Intern Blog, Neelam Mahtani - Measure Someone by Their Heart, Not Their Image

“Talk to your daughter before the beauty industry does!”

– The Dove Campaign for Real Beauty

My sister and I come from a mixture of ethnicities, which results in physical traits that do not match the stereotype for each of the many ethnicities we identify ourselves with. Once when my sister was in elementary school, one girl attempted to overpower her in a situation by saying, “Well, you are way too skinny and way too dark, you look like a twig.” Distraught at this comment, my sister cried to my mom later that day and my mom angrily told her to go back and defend herself by telling the bully she looked like a big white cow. My sister did so, also throwing my mom under the bus, which resulted in my mom being called into the principal’s office. The unfortunate reality of this situation is that both sides of this argument failed to appreciate and acknowledge the importance of beauty in any size and color. We live in a society where we find it okay to use these differences as a resort of attack and defense. Women and men are often told what they are expected to be like. We experience this in all aspects of identity development including culture, gender, sexual orientation, ethnicity, and generally fitting to whatever ‘norm’ society provides us. How are we supposed to find a true self identity during developmental periods when we are told we cannot be beautiful? Successful and secure identity development, which is a person's self recognition, can serve as a protective factor for many mental health issues. How can we ensure a healthy mind with a target on our own self identity?

I want to highlight the influence of these expectations on children and adolescents, because the impact of the issue of cultural beauty and thinness is one that is prevalent in any culture and ethnicity. Having a strong and positive body identity as a young person can highly influence your adulthood. The Dove Campaign for Real Beauty is a marketing campaign to, “celebrate the natural physical variation embodied by all women and inspire them to have the confidence to be comfortable with themselves.” (Dove).  The following video shows how the culture of beauty and body image across all ethnicities have an effect on a young girl’ identity: 

        The previous video from Dove's campaign stresses the influence a mother's identity can have on their daughters. Take for example the woman of Asian ethnicity, who says that she does not like her eyes and her nose. Her negative identity has influenced the way her own daughter identifies herself. This video shows the importance of a positive image of beauty, and the consequences of not being able to have that. On the other hand, the Caucasian mother who loved her legs because she could run with them, had a daughter who embraced her larger sized legs as well. I love this video because it makes us more aware of how our own identities can affect others around us, and also makes me upset that it is so easy for young girls to have a negative identity based off of a society with unrealistic norms.

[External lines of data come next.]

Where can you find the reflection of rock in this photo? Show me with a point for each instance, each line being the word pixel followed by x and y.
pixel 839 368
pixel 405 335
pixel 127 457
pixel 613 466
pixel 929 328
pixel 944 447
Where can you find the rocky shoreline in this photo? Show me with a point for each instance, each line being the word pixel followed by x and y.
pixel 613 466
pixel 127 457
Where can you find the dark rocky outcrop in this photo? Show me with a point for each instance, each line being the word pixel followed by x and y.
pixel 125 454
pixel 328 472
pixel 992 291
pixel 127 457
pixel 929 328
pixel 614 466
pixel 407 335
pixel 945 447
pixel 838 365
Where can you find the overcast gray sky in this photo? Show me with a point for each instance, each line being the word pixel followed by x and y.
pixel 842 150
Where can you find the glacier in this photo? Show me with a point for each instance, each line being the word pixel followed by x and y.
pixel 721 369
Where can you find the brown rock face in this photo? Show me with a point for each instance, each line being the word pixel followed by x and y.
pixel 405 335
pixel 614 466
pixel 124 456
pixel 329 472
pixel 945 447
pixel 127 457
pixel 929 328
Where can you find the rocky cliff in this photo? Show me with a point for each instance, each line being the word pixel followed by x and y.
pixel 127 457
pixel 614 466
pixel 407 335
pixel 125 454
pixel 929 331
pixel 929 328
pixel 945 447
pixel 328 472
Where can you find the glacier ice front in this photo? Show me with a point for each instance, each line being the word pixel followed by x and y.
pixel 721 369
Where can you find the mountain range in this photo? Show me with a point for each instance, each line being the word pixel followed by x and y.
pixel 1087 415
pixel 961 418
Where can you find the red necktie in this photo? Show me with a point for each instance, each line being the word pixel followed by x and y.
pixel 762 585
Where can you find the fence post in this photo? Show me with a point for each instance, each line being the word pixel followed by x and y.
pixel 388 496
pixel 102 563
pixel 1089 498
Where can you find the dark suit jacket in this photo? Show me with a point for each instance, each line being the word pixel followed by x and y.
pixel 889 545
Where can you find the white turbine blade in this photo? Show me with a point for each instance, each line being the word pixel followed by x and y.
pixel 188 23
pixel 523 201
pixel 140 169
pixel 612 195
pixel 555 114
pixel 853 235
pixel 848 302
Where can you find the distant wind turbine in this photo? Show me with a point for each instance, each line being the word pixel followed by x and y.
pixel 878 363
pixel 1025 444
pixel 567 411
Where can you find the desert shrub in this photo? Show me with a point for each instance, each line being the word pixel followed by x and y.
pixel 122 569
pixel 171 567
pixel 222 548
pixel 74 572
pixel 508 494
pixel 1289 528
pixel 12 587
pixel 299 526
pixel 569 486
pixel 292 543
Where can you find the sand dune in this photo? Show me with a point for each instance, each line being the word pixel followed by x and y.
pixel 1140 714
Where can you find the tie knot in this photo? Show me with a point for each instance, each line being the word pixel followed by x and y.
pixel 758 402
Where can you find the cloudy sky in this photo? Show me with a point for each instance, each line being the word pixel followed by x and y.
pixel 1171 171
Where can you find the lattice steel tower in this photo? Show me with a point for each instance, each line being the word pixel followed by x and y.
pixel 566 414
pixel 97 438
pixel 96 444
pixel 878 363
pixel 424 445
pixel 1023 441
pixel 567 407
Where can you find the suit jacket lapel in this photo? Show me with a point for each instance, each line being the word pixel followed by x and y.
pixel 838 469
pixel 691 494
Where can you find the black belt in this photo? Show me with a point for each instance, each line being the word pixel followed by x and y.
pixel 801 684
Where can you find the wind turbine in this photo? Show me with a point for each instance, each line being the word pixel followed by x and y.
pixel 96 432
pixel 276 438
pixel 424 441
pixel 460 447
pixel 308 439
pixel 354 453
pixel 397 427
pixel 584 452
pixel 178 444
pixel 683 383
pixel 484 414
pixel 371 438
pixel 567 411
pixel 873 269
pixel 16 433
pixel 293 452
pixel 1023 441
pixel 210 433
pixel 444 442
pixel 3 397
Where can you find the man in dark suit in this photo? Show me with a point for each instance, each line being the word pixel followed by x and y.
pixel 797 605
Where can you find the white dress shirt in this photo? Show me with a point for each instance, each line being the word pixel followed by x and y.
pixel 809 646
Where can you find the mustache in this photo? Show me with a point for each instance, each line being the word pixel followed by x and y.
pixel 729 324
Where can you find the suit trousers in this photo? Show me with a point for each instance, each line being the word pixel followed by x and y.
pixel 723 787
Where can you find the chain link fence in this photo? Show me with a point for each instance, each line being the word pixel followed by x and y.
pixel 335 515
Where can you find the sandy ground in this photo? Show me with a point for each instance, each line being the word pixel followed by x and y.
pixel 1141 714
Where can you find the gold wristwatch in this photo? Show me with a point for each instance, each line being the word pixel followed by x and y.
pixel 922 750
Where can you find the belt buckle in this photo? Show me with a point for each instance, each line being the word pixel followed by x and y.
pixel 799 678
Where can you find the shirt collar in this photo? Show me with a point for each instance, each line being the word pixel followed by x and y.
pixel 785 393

              Additionally, a New York Times article “Why Does the Beauty Industry Ignore Curvy Models?” emphasizes the lack of size diversity in marketing of the beauty industry. To have such a large, powerful and influential industry portraying an unrealistic identity for women, men and children, results in a society with normative views that are distorted and dangerous to the mental health and stability of so many people across so many cultures. I loved the creative director and senior vice president of MAC cosmetics view on this issue: “There is no formula… if a model has confidence in who she is and how she carries herself, size is irrelevant.” This is the mindset I wish that most companies had. The problem, however, is that the issue of body image acceptance becomes a cycle – how are these women of different color and size supposed to reach that level of confidence when the rest of the industry tells them they can’t? Much of these ‘idealistic’ elements of patrician features, height, white and thin, as stated in the article, can tie back to class and racism of the 1920s when American consumer culture and the modeling industry grew. Luckily, we are in an era where light is being shed on to this culture of beauty.

Beauty does not only come in different colors and sizes, but gender and sexual orientation too. Take former male Olympian, Caitlyn Jenner, who transitioned into a woman after being male for 60 years. While society has not yet reached a full sense of appreciation, some campaigns show us hope for the future. MAC paired up with Caitlyn for her campaign in designing a lipstick named ‘Finally Free’. Even though this campaign was highly controversial, it is amazing to publicize beauty in all forms, and it speaks out to our 'idealistic' society that beauty doesn't have a single image!

It is unfortunate that this narrow mindedness affects identity development in so many children, teenagers, and adults across all races and cultures. As stated by Arden, “It takes lots of fearlessness, courage to love and like yourself, to measure yourself by the size of your heart and not some preconceived image of perfection and beauty, in any race, gender, sexual orientation, and culture”. All sizes, colors, genders and disabilities are beautiful! Embrace it.